In my R package, I want to use external pointers to store the addresses of these allocated Foo structures. Part of my R package's C++ code (using Rcpp for interfacing) looks like this:

// baz.h is the Baz C library header; contains the definition of struct Foo
#include <R.h>
#include <Rinternals.h>
extern "C" {
#include <baz.h>
}

// For use as the external pointer's tag
#define FOO_CODE 0xF00C0DE

// Finalizer for garbage collection of external pointers to Foo
void finalize_foo(SEXP x)
{
    baz_free_foo(reinterpret_cast<Foo*>(R_ExternalPtrAddr(x)));
    R_ClearExternalPtr(x);
}

// Exported function for users of my R package
// [[Rcpp::export]]
SEXP get_foo()
{
    SEXP tag = PROTECT(Rf_ScalarInteger(FOO_CODE));
    SEXP x = PROTECT(R_MakeExternalPtr(baz_allocate_foo(), tag, R_NilValue));
    R_RegisterCFinalizerEx(x, finalize_foo, TRUE);
    UNPROTECT(2);
    return x;
}

In R code, the user does things like this:

myfoo = bazwrap::get_foo()
bazwrap::say_hello(myfoo, "Alice")
bazwrap::say_goodbye(myfoo, "Bob")

and the intention is that the memory pointed to by myfoo gets freed either when myfoo is garbage collected or before R exits.

So here I am using an external pointer completely on its own, not as part of a list or as an attribute of an object with "normal semantics" as advised by Writing R Extensions.
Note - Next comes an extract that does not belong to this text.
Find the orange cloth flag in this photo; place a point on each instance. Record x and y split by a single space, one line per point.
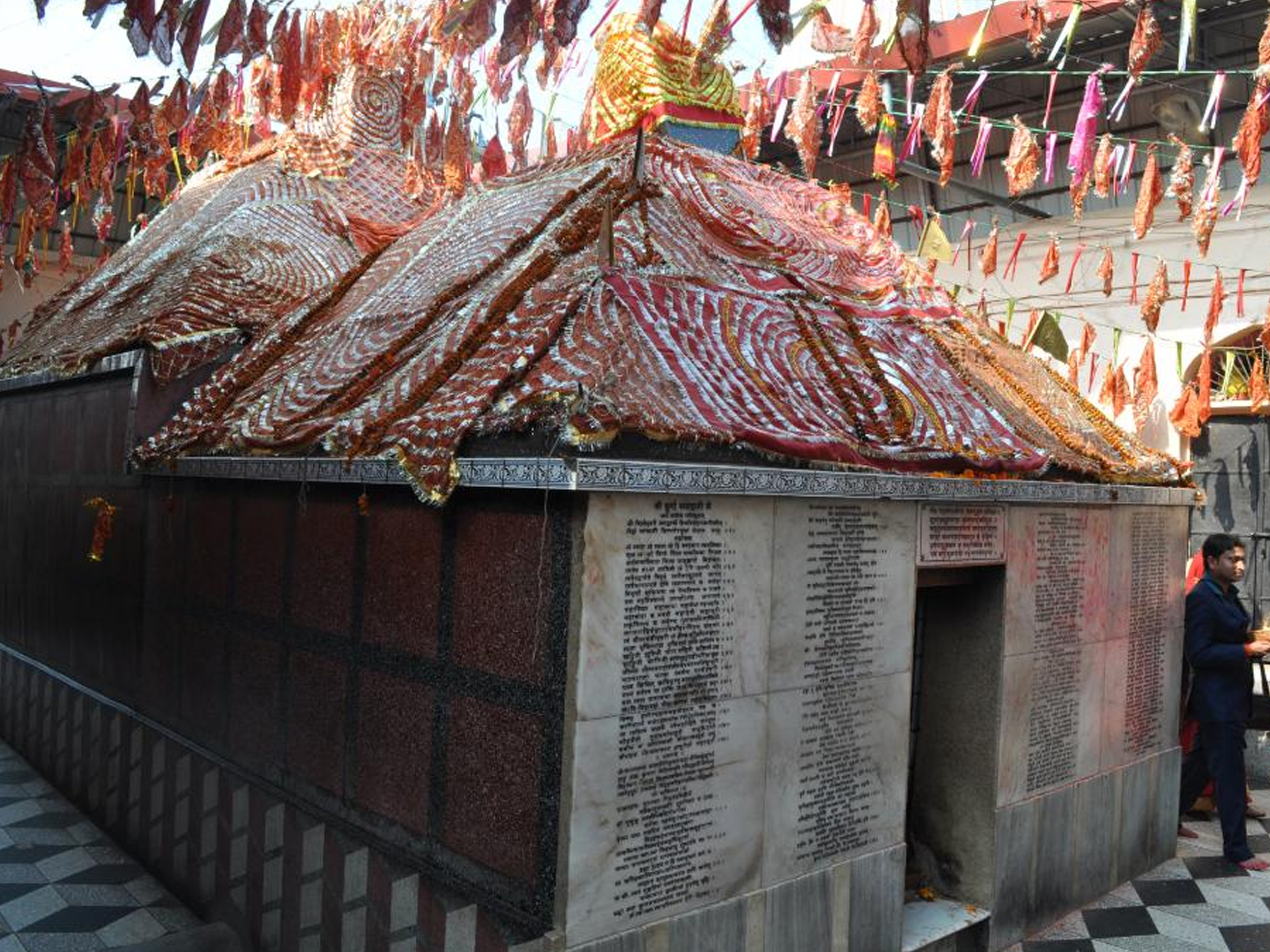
1146 386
I haven't found any issues with this, even when doing e.g.

library(bazwrap)
myfoo1 = get_foo()
myfoo2 = myfoo1
rm(myfoo2)
gc() # as expected, this does not trigger the finalizer as myfoo1 is still around
say_hello(myfoo1, "Alice") # doesn't crash...
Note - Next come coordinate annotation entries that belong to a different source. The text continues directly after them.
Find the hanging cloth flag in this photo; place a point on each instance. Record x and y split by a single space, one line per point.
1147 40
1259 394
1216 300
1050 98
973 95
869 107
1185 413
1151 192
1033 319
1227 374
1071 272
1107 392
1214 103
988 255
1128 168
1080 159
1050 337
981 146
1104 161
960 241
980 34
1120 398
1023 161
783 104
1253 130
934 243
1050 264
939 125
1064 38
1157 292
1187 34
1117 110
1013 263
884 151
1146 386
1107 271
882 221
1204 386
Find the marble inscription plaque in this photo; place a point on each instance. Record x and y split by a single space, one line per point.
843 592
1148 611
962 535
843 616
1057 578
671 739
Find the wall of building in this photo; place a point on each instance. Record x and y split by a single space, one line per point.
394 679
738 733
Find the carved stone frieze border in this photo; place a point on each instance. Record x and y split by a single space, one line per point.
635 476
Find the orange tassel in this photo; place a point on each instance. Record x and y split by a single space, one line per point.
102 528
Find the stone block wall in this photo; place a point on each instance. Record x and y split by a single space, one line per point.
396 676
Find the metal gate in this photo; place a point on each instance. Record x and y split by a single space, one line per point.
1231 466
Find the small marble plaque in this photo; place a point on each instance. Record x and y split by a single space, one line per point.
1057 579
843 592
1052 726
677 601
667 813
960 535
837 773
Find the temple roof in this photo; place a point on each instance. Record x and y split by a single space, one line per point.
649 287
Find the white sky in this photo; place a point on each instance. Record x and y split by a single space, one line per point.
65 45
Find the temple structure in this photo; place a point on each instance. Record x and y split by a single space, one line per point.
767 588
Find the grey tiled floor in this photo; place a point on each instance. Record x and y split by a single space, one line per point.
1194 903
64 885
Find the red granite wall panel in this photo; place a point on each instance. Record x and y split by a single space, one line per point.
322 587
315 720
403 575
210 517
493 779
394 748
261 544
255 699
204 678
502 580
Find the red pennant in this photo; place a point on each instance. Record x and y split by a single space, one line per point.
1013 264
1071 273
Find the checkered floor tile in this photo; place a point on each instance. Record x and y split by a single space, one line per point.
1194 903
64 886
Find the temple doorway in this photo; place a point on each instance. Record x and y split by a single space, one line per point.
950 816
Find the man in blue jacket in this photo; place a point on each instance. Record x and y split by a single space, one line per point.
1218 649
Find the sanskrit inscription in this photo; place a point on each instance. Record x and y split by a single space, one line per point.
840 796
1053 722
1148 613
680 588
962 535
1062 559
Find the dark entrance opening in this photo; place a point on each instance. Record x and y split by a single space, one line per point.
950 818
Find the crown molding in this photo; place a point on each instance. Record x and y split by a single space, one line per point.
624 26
This leads me to my questions at the top of the post.


Solution

  • Here, "unusual copying semantics" just means that duplicate1(s, .) in C [1] returns s and not a copy of s. Such semantics are employed for external pointers and 9 other types; indeed, in duplicate.c we see that duplicate1 does something like:

    switch (TYPEOF(s)) {
    case NILSXP:
    case SYMSXP:
    case ENVSXP:
    case SPECIALSXP:
    case BUILTINSXP:
    case EXTPTRSXP:
    case BCODESXP:
    case WEAKREFSXP:
    case CHARSXP:
    case PROMSXP:
        return s;
    

    The answer to your main question has everything to do with setting of attributes. For s of one of the above 10 types, attr(s, name) <- value either is an error (NILSXP, SYMSXP, CHARSXP) or sets an attribute on s and never a copy of s. Whether s is referenced makes no difference; a copy is never made because duplicate1 is a no-op.
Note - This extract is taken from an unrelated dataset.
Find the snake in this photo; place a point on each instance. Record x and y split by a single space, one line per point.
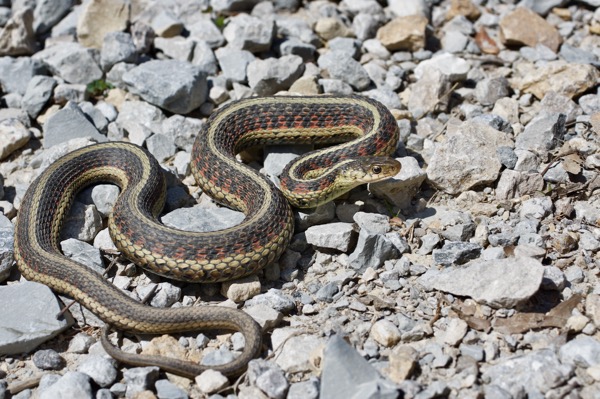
363 130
    With that in mind, we can understand attributes on external pointers (EXTPTRSXP) by looking at attributes on environments (ENVSXP), which are an exact analogy with the convenience of an R level API:

    > e1 <- e2 <- new.env()
    > attr(e2, "a")
    NULL
    > attr(e1, "a") <- 0
    > attr(e2, "a")
    [1] 0
    

    That is, setting an attribute on an environment affects all other references to it. The same can be said for external pointers. Hence the advice in the Writing R Extensions manual and in Luke Tierney's original notes is to always place external pointers in a list or pairlist, which duplicate1 does copy:

    > e1 <- e2 <- list(new.env())
    > attr(e2, "a")
    NULL
    > attr(e1, "a") <- 0
    > attr(e2, "a")
    NULL
    

    If you are wondering why it is not an error to set attributes on external pointers, in light of their unusual copying semantics, then don't forget that classed external pointers must have a class attribute. I imagine that R-core wanted to allow classed external pointers, even if its advice is to instead use classed lists or pairlists containing unclassed external pointers.


    1. API functions duplicate and shallow_duplicate are just wrappers for duplicate1.